Crude oil fell to $131.31 (U.S.) a barrel in afternoon trading, down $3.04. The shift occurred around the same time that the U.S. Energy Department reported that high energy prices are affecting consumption more than expected in the industrialized world, in a process known as demand destruction. The Energy Department cut its forecast for U.S. oil consumption in 2008 by 240,000 barrels a day, a notable shift given that the department said just last month that consumption would remain unchanged.
Gold fell to $866.68 an ounce, down $27.22 or 2.9 per cent, its steepest drop in percentage terms since the start of April, after investors grew concerned that the Federal Reserve could raise its key interest rate this year to head off the threat of inflation and give some life to the U.S. dollar. The greenback didn't do much against the Canadian dollar, but it surged 1.2 per cent against the euro, the biggest one-day rise in about six weeks.
The commodity-heavy S&P/TSX composite index closed at 14,736.20, down 224.56 points or 1.5 per cent. The index was weighed down by materials stocks, which plunged 3.7 per cent, the biggest drop since the end of April. In particlar, Barrick Gold Corp. fell 6.6 per cent. Energy stocks fell 2.4 per cent, with Suncor Energy Inc. tumbling 3.8 per cent. Financials were flat.

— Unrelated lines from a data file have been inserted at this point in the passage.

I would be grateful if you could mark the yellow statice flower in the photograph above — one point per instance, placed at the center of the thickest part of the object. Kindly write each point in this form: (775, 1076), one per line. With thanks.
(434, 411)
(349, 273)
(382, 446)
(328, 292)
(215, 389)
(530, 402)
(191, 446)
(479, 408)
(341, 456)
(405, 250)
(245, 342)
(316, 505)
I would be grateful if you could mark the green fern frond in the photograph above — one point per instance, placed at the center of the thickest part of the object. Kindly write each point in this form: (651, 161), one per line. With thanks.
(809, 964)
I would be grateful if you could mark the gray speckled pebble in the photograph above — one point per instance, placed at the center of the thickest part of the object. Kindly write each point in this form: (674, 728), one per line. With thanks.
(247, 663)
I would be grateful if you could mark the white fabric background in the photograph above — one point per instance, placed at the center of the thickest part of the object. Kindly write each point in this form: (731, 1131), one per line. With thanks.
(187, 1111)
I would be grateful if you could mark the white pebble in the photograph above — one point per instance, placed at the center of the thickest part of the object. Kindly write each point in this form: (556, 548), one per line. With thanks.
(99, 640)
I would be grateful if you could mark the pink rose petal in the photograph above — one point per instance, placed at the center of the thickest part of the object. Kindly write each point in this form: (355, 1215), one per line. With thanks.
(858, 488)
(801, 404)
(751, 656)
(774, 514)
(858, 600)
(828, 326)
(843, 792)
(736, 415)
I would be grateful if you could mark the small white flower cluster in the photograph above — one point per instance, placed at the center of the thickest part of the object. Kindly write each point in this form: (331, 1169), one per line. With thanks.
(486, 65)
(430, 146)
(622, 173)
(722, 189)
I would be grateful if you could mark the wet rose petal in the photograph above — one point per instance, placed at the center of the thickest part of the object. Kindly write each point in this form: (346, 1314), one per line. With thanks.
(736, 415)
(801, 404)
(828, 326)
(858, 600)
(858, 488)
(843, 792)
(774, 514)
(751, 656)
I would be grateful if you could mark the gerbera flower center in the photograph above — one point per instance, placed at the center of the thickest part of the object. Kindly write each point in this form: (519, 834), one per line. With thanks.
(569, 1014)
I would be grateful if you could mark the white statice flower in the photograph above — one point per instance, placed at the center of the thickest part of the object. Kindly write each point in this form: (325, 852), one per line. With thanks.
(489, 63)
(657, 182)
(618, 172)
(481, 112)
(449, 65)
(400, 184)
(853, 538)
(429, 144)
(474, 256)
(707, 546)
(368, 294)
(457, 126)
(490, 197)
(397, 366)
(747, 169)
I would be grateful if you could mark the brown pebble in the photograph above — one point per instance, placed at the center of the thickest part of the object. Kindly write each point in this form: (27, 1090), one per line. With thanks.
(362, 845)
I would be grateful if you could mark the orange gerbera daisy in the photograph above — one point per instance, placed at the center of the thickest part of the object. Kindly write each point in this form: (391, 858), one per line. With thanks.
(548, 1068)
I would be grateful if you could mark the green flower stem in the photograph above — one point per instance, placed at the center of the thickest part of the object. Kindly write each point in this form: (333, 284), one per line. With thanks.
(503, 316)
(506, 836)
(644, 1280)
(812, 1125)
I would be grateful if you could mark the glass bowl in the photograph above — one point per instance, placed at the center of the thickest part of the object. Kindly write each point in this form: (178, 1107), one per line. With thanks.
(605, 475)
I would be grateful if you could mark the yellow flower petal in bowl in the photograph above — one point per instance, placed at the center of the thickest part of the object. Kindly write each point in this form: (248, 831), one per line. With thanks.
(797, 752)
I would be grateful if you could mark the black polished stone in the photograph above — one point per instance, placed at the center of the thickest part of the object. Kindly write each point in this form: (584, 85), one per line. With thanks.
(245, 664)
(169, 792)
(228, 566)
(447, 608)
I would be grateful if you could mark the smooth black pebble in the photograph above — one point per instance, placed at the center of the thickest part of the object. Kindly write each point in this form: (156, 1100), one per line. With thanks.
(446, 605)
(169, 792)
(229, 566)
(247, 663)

The Dow Jones industrial average closed at 12,289.76, up 9.44 points or less than 0.1 per cent. The broader S&P 500 closed at 1358.44, down 3.32 points or 0.2 per cent. Exxon Mobil Corp. and Chevron Corp. were the biggest drags, falling 1.3 per cent and 2.4 per cent, respectively. On the upside, Coca-Cola Co. rose 3.9 per cent after an analyst at Deutsche Bank upgraded the stock to a "buy" recommendation. As well, Apple Inc. rose 2.2 per cent on enthusiasm for its new iPhone.